Better first instincts

If the case feels most like…Better first move
a broad “financial crime” labelclassify the exact crime family before selecting the control response
a named authority or international bodyidentify whether it sets standards, supervises, investigates, prosecutes, or receives intelligence
guidance or best practiceask how it changes policies, training, monitoring, escalation, and records
criminal assets or property movementthink tracing, freezing, confiscation, forfeiture, or recovery route
a cross-border factkeep UK duties active while recognising international cooperation and implementation gaps

Common traps

  • using financial crime as a vague label instead of classifying the threat
  • confusing sanctions, tax, bribery, fraud, terrorist financing, and money laundering controls
  • treating a reporting step as complete when the firm also needs evidence, prevention, and follow-up
  • choosing the strictest-sounding answer instead of the one that fits the authority, duty, and timing
  • assuming every international body has the same role
  • treating best-practice guidance as optional decoration rather than practical control design
  • forgetting that criminal assets can be restrained, recovered, or confiscated after detection
  • missing professional facilitators because the immediate customer looks legitimate

Sample Exam Question

A firm identifies a complex structure involving nominees, offshore companies, and rapid movement of assets after media reports allege bribery by the underlying beneficial owner. Which first step is strongest?
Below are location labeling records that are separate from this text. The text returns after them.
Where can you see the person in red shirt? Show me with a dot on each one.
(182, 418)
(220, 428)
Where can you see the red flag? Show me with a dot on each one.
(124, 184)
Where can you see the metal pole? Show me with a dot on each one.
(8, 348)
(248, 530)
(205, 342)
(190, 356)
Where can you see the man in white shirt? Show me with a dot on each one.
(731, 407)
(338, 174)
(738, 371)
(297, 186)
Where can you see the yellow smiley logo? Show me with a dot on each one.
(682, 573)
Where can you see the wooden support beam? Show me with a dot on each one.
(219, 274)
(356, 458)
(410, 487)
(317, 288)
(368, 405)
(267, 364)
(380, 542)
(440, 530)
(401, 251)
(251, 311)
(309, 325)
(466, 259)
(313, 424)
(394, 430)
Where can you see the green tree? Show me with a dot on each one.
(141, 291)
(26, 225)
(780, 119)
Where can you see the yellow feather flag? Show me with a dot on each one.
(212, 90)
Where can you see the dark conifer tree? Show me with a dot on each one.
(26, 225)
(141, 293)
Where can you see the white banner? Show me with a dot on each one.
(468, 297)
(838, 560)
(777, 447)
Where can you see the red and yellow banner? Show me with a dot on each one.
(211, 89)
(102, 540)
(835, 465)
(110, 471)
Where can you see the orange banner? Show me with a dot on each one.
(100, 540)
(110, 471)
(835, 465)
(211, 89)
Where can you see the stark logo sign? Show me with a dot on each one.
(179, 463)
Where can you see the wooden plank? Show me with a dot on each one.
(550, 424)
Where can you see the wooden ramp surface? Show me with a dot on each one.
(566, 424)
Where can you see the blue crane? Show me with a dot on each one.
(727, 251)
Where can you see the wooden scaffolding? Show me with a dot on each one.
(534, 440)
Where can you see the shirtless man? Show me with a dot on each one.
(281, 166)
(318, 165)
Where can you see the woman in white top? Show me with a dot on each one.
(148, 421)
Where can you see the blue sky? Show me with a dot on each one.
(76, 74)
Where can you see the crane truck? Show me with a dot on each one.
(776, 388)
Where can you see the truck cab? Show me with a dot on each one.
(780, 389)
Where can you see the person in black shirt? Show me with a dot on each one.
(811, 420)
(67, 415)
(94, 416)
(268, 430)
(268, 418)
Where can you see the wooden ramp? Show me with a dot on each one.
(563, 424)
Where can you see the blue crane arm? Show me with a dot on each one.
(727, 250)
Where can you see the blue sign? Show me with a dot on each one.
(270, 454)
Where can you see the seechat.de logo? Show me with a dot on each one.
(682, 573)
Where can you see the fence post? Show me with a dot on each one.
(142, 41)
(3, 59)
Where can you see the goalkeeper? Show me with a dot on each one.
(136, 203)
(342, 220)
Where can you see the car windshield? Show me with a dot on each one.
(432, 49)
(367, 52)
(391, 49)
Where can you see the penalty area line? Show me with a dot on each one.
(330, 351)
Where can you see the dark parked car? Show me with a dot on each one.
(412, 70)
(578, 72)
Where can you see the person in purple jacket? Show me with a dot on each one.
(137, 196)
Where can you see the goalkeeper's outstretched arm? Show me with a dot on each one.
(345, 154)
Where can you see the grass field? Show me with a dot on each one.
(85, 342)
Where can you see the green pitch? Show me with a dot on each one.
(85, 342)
  • A. Treat the issue only as a general reputation concern because no money laundering stage is proven
  • B. Classify the likely crime family and beneficial-ownership concern, preserve evidence, and escalate through the financial-crime control framework
  • C. Ignore the structure because offshore companies are always legitimate
  • D. Wait for a conviction before taking any internal action

Answer: B.

The facts point to possible predicate offending, beneficial-ownership concealment, and movement of potentially criminal assets. The firm should classify the risk, preserve evidence, and escalate rather than waiting for a completed prosecution.